I gained my independence, this day before our country’s Independence Day. I had one of my first big steps in a journey to Be Fearless — I chose to make legal a relationship that had started about 11 years before, when my mom married the man who had become my father in every sense of the word.
In my family, we call it my “other” birthday, our anniversary, and my day of independence. We used to celebrate it with cookie cake. Today, I just call my dad, who lives on the other coast, and we talk, and we smile over the phone at this wonderful bond we’ve worked hard to create over the last 22 years.
Anyone that knows me knows how much I value my family. As an only child, I’m very close to my parents, and as the only “only” in my huge family, I was very close to my cousins growing up, and to all of my aunts and uncles. Moving away from my home state of Louisiana at a young age made it hard to stay close over the years, so I cherish every phone call, email, or visit with my relatives. I was fortunate enough to see both an uncle and an aunt this weekend in DC when they were passing through on business, and of course, there is always some reminiscing.

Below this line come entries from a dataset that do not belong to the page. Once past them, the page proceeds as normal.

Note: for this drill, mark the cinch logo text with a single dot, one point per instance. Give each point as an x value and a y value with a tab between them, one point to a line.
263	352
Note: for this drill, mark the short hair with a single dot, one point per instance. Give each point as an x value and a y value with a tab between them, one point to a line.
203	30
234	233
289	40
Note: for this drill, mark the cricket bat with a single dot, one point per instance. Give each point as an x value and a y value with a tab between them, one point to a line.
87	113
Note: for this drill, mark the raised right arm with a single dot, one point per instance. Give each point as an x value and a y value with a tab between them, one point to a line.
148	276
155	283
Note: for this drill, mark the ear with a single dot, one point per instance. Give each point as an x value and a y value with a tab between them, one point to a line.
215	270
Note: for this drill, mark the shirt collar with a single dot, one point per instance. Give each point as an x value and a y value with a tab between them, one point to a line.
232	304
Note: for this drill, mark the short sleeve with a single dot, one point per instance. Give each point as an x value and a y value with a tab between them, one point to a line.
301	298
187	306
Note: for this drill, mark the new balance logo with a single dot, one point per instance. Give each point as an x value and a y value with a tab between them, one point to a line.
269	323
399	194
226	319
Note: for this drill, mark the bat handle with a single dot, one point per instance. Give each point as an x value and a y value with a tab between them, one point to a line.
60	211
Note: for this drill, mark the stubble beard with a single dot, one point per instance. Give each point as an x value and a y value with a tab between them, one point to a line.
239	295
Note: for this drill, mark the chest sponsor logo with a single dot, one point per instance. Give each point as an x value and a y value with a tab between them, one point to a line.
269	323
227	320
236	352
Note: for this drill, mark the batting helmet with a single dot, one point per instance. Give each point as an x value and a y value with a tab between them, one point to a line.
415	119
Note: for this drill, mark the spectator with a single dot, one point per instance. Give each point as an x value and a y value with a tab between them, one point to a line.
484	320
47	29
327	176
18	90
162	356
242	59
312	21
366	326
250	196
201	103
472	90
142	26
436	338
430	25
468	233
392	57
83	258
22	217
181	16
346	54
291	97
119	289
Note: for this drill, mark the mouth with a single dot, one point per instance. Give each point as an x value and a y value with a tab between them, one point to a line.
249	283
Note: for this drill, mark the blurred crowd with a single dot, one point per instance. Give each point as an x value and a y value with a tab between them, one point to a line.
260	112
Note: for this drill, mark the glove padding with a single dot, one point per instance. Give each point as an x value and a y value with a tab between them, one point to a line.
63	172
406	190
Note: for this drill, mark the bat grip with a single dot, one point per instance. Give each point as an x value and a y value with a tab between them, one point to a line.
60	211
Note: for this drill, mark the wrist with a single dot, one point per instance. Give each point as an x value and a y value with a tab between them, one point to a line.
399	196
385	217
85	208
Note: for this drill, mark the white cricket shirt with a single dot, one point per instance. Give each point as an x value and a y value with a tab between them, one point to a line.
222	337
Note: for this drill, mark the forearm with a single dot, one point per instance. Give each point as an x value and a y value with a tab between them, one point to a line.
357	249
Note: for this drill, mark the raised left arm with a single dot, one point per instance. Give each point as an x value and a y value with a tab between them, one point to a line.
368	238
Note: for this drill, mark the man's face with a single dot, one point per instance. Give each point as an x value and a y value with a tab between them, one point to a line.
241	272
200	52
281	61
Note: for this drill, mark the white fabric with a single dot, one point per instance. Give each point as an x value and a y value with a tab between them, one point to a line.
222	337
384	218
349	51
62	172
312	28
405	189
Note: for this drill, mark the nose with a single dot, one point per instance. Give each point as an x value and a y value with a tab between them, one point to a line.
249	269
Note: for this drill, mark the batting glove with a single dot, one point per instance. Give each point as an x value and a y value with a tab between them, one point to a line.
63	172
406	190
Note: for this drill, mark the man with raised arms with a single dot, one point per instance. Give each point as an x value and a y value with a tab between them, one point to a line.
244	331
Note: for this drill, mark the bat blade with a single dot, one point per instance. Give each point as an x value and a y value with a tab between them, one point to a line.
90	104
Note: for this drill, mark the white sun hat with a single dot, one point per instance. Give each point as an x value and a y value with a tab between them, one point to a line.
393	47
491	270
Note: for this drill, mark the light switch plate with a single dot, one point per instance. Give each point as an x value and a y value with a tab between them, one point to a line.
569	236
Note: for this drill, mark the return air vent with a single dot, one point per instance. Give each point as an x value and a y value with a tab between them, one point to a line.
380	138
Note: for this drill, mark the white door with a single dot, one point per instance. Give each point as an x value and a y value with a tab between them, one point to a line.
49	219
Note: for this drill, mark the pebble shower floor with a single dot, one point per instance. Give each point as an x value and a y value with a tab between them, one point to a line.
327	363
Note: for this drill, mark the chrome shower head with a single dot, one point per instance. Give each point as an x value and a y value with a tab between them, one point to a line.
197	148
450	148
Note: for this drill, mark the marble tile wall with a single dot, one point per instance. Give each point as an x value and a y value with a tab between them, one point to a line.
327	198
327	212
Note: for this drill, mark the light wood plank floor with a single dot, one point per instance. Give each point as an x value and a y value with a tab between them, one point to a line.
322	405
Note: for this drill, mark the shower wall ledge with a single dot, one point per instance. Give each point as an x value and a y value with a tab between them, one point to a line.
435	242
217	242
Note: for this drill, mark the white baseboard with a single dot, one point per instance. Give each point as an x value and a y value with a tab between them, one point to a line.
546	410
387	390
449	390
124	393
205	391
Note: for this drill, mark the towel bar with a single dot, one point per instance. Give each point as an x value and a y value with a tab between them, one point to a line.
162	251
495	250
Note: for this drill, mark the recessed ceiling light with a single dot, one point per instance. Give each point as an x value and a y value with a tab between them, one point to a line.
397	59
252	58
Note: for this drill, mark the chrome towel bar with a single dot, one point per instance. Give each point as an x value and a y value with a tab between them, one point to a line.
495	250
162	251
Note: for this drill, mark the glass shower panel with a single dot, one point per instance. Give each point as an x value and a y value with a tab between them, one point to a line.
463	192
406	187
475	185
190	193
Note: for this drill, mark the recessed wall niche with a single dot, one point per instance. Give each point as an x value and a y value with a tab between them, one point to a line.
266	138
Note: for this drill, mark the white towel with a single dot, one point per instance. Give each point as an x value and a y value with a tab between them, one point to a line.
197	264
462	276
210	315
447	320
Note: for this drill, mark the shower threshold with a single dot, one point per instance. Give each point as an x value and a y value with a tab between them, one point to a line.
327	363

People who know me also know how much I love my Cajun heritage: with that comes our love of gathering over food, especially boiled seafood. So with that being said, at the risk of embarrassment, I’m going to share a story that I wrote in high school about one of my fondest memories growing up with my family in Louisiana — hanging out at my aunt’s camp on the lake and having a crab boil. The story itself doesn’t represent one particular day, but is more of a conglomeration of memories from over the years. It remains one of my favorite stories I’ve ever written, and when I do get together with my family for a crab or crawfish boil, I’m in my element, and at my happiest. So, please enjoy this little piece of me… lagniappe:
Cajuns, Crabs, and Comfort
I was on my way home from a friend’s one afternoon, and I was in one of those nostalgic moods, the kind where everything suddenly seems dreamy and sad and I kept thinking about my innocent days as a child. Going forty-five on the road just before my neighborhood, I passed the familiar building which always has the two jet-skis parked out front. Usually I just think, “Oh, I wish I had a jet ski,” and drive on. This time was different. It brought me back to a place I used to go: a place of happiness, of family, and of love.
“Who wants crabs?” Aunt Denny’s rhetorical question rings out from inside the screened porch. Would anyone in this family ever not want crabs?